Dáil debates

Wednesday, 12 July 2017

Ceisteanna - Questions

Taoiseach's Meetings and Engagements

1:40 pm

Photo of Eamon RyanEamon Ryan (Dublin Bay South, Green Party) | Oireachtas source

I share Deputy Boyd Barrett's concern about CETA. To take a specific example, the concern is that it does not protect the environmental standards we need desperately to enforce. One can say one thing but do another. The Taoiseach said that many of his discussions with Prime Minister Trudeau concerned the issue of climate change. Whatever the spin may be, I am afraid my understanding is that the Canadian Prime Minister spoke at a recent oil conference in Canada and said no one would find 173 billion barrels of oil and not use it, and this is what the Canadian Government is doing in one of the greatest acts of environmental destruction happening on our planet. The use of that oil would account for approximately 30% of the total global carbon budget that we can afford to release into the atmosphere.
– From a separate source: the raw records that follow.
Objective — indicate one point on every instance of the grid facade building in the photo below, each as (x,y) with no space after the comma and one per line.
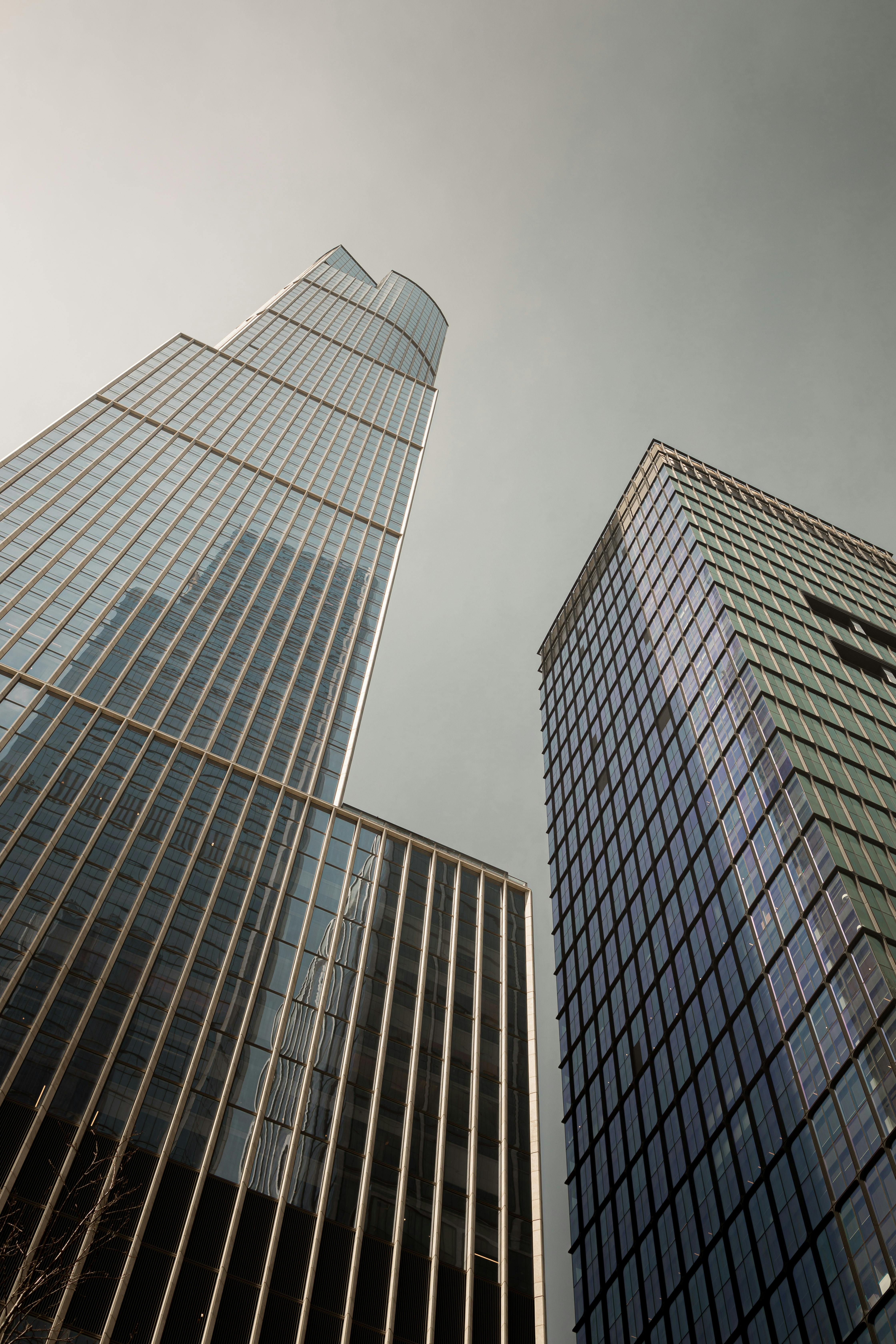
(719,724)
(283,1049)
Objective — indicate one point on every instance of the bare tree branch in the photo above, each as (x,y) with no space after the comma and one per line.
(91,1212)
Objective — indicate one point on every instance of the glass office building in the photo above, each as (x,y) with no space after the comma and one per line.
(292,1045)
(721,751)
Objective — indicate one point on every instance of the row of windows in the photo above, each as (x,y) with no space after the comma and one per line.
(739,996)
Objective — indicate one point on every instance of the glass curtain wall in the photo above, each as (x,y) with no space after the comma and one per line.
(228,1005)
(719,720)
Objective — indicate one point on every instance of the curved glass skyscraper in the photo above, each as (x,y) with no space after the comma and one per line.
(721,751)
(285,1049)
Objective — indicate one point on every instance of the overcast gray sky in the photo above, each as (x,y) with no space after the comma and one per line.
(640,220)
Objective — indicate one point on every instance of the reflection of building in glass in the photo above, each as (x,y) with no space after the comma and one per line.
(308,1035)
(721,734)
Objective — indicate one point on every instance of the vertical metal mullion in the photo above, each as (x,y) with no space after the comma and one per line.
(504,1037)
(475,1108)
(353,1023)
(375,1103)
(443,1120)
(409,1119)
(535,1135)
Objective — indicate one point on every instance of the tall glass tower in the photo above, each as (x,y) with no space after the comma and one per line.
(721,752)
(267,1062)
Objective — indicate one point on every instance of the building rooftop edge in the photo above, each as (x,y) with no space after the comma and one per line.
(436,845)
(655,454)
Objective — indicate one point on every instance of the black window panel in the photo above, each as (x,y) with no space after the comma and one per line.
(281,1320)
(253,1234)
(293,1253)
(520,1319)
(461,1041)
(433,1030)
(390,1130)
(147,1285)
(451,1306)
(413,1299)
(402,1018)
(371,1294)
(190,1303)
(334,1263)
(170,1207)
(236,1312)
(323,1328)
(211,1222)
(15,1123)
(99,1283)
(46,1156)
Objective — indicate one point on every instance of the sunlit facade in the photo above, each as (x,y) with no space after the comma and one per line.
(304,1037)
(719,712)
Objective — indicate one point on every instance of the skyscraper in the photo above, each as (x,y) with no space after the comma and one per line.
(721,733)
(287,1046)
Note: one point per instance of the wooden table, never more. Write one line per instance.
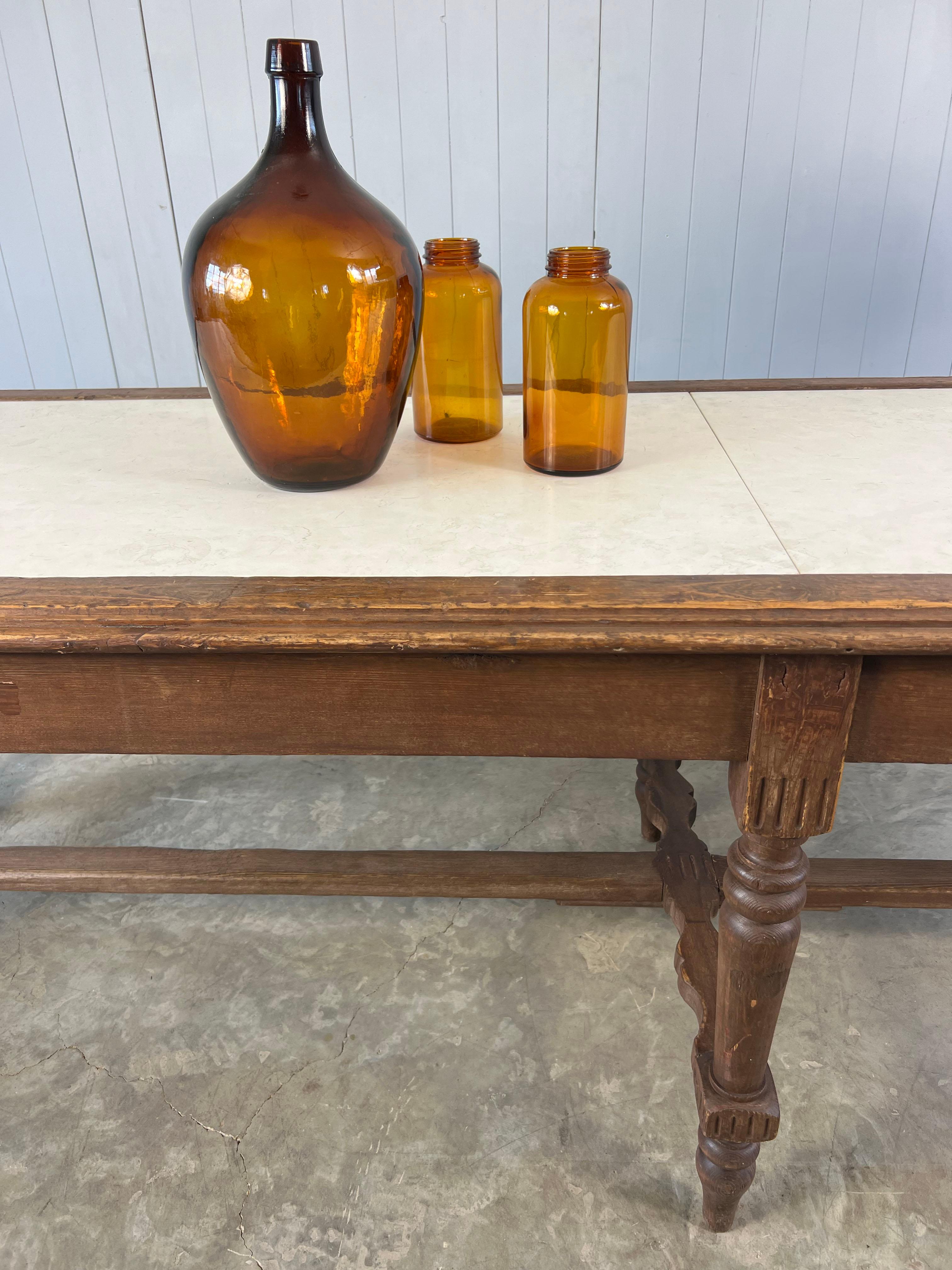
(767, 580)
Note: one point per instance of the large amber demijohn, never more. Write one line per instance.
(459, 378)
(577, 329)
(305, 295)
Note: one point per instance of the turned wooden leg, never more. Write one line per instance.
(765, 890)
(782, 794)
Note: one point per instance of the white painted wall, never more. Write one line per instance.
(772, 177)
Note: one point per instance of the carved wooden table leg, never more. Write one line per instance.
(784, 793)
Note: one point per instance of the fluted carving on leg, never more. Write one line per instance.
(727, 1171)
(765, 890)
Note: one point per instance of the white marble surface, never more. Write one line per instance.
(855, 482)
(125, 488)
(851, 482)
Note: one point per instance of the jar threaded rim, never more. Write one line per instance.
(578, 262)
(451, 252)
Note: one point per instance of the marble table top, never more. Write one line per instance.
(712, 483)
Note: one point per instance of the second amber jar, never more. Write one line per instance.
(577, 329)
(459, 380)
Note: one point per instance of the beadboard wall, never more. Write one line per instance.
(772, 177)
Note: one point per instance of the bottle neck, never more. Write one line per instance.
(446, 253)
(578, 262)
(298, 124)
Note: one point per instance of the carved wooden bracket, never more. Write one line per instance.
(691, 898)
(691, 895)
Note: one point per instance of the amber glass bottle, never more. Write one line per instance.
(305, 295)
(577, 329)
(459, 378)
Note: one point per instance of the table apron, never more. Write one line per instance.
(555, 705)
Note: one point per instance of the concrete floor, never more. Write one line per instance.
(285, 1083)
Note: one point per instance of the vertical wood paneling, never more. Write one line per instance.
(424, 115)
(25, 252)
(774, 181)
(261, 21)
(727, 74)
(233, 101)
(179, 100)
(139, 152)
(474, 123)
(915, 174)
(375, 101)
(622, 131)
(524, 43)
(677, 38)
(867, 157)
(931, 345)
(324, 21)
(46, 145)
(573, 121)
(97, 168)
(14, 366)
(768, 163)
(829, 60)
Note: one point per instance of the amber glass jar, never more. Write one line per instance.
(577, 329)
(459, 378)
(305, 295)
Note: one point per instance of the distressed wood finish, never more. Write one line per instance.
(744, 615)
(790, 783)
(784, 793)
(591, 878)
(691, 893)
(377, 704)
(785, 678)
(583, 705)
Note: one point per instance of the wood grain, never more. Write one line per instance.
(581, 705)
(600, 878)
(814, 614)
(789, 785)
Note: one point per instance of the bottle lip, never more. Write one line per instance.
(292, 58)
(578, 262)
(454, 251)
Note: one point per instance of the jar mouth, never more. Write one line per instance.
(578, 262)
(454, 251)
(292, 58)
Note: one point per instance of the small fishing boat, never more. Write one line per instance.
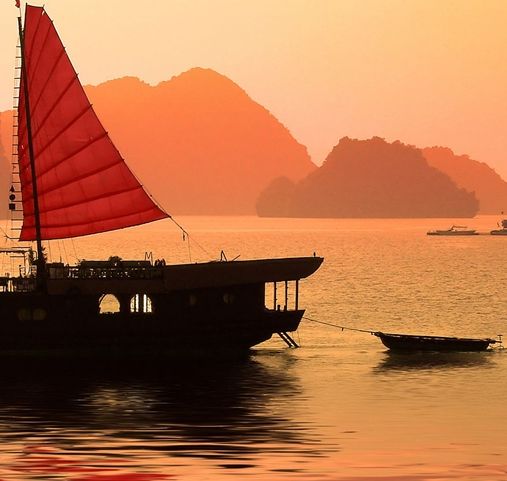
(411, 342)
(502, 230)
(454, 230)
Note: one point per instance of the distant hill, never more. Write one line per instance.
(198, 142)
(490, 189)
(369, 178)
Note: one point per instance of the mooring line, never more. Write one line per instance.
(343, 328)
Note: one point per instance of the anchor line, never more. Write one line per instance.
(377, 333)
(343, 328)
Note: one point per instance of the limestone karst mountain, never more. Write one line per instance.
(490, 189)
(370, 178)
(198, 142)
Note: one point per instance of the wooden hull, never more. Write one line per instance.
(194, 308)
(452, 233)
(413, 343)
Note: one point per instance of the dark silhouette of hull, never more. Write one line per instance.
(209, 307)
(410, 343)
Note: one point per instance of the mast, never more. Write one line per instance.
(41, 262)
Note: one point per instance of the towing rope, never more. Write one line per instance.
(343, 328)
(376, 333)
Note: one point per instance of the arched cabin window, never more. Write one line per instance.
(141, 303)
(109, 304)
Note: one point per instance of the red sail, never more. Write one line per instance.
(83, 184)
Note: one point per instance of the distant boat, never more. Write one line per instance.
(410, 342)
(502, 231)
(454, 230)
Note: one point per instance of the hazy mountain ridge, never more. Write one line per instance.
(198, 142)
(472, 175)
(369, 178)
(201, 145)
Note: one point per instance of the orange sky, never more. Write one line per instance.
(427, 72)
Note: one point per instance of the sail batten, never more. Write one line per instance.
(72, 154)
(85, 176)
(34, 108)
(83, 184)
(60, 132)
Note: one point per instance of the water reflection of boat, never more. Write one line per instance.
(502, 230)
(456, 230)
(220, 411)
(411, 343)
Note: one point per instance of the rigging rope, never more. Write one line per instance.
(186, 236)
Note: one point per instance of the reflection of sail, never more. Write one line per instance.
(83, 184)
(434, 361)
(240, 410)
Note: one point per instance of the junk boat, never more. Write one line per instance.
(74, 182)
(454, 230)
(410, 343)
(502, 230)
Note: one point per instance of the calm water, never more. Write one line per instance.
(339, 408)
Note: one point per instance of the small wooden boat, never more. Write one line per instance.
(502, 230)
(411, 342)
(454, 230)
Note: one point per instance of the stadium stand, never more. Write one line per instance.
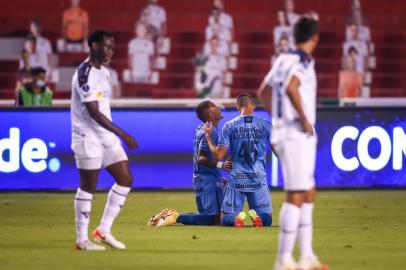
(186, 19)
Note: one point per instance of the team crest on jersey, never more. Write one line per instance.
(85, 87)
(248, 119)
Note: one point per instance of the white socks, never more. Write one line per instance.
(115, 200)
(305, 235)
(296, 222)
(83, 205)
(289, 223)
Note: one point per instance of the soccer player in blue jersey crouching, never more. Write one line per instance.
(247, 137)
(207, 179)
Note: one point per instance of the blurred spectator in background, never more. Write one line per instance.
(141, 51)
(224, 18)
(154, 17)
(283, 46)
(356, 16)
(350, 81)
(75, 29)
(29, 57)
(43, 48)
(34, 93)
(357, 49)
(282, 29)
(24, 71)
(114, 83)
(215, 28)
(291, 15)
(222, 48)
(211, 73)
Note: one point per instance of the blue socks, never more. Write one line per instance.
(266, 219)
(228, 219)
(197, 219)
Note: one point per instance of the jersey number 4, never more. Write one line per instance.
(249, 152)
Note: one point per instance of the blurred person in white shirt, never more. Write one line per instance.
(360, 48)
(141, 51)
(225, 19)
(154, 16)
(213, 73)
(43, 47)
(282, 28)
(291, 15)
(215, 28)
(283, 46)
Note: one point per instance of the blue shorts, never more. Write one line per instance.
(259, 200)
(210, 203)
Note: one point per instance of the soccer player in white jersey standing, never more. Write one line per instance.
(96, 144)
(289, 93)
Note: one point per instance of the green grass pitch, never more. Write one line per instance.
(353, 230)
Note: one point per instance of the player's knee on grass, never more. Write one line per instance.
(228, 219)
(197, 219)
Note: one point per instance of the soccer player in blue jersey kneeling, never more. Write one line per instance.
(247, 137)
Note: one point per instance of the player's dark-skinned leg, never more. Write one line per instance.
(121, 173)
(266, 219)
(88, 180)
(117, 194)
(198, 219)
(228, 219)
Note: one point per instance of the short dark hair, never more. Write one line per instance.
(244, 99)
(352, 49)
(31, 38)
(98, 36)
(305, 28)
(37, 24)
(37, 71)
(201, 110)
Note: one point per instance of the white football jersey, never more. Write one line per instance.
(90, 84)
(225, 20)
(294, 63)
(223, 48)
(155, 15)
(222, 33)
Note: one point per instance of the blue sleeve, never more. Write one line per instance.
(203, 146)
(225, 137)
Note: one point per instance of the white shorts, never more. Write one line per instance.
(93, 155)
(298, 158)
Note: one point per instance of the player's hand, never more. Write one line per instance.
(208, 128)
(308, 128)
(130, 141)
(227, 165)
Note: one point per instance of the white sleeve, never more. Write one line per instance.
(206, 48)
(163, 15)
(88, 90)
(230, 21)
(48, 47)
(209, 33)
(151, 48)
(297, 70)
(131, 47)
(269, 77)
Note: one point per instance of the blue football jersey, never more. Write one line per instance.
(205, 179)
(247, 138)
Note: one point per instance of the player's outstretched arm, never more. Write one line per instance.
(264, 93)
(218, 151)
(294, 97)
(205, 160)
(102, 120)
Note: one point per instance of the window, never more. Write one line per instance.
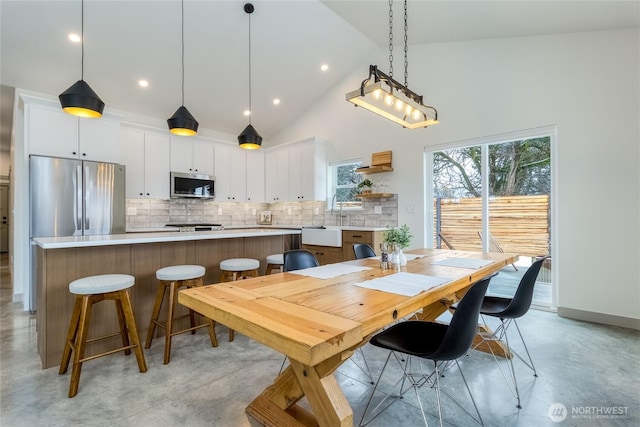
(343, 184)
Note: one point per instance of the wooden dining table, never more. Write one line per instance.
(318, 323)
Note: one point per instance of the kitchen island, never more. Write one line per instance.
(60, 260)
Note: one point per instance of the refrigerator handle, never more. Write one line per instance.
(78, 201)
(87, 197)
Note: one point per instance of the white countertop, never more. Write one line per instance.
(156, 237)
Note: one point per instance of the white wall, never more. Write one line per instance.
(586, 83)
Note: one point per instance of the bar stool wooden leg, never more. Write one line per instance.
(133, 329)
(169, 323)
(71, 335)
(157, 305)
(80, 344)
(124, 333)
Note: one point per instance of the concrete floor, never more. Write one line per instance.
(585, 367)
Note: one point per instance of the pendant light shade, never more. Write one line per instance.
(81, 100)
(249, 139)
(182, 123)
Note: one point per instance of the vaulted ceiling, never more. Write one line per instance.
(126, 41)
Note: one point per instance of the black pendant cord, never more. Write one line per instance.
(82, 41)
(406, 46)
(250, 106)
(182, 36)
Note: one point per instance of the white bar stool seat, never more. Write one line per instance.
(239, 268)
(274, 261)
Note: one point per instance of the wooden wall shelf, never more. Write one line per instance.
(375, 169)
(373, 195)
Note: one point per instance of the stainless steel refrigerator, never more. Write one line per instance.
(74, 198)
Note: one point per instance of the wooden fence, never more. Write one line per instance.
(519, 224)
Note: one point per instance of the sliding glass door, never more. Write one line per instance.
(494, 196)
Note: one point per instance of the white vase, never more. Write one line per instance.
(402, 258)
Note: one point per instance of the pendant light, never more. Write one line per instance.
(382, 95)
(182, 122)
(249, 139)
(80, 99)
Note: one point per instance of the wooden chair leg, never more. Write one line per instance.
(71, 335)
(80, 344)
(133, 330)
(169, 322)
(123, 326)
(157, 305)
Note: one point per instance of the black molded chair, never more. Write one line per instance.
(434, 341)
(362, 250)
(508, 310)
(299, 259)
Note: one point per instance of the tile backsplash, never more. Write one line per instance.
(154, 213)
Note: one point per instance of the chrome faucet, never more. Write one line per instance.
(333, 204)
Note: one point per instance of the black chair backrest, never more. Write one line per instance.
(362, 250)
(464, 324)
(299, 259)
(521, 301)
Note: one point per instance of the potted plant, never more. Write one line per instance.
(397, 239)
(364, 187)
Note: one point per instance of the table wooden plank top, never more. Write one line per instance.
(310, 319)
Prime Minister Trudeau's Government's co-operation with the US Government in building and reopening the Keystone pipeline and other pipelines calls into question their role in the climate issue. I am interested to know what the discussion about climate change between the Taoiseach and Prime Minister Trudeau was about. What did the Taoiseach propose as our special initiative or special actions in this area? Did he ask the Canadian Prime Minister to explain how he can talk up climate and yet plan to burn 173 billion barrels of shale oil, the dirtiest form of fuel available to us? What leg does Prime Minister Trudeau have to stand on in respect of the climate issue when he is planning to do this and ship the oil across the Keystone pipeline and other pipelines to the rest of the world?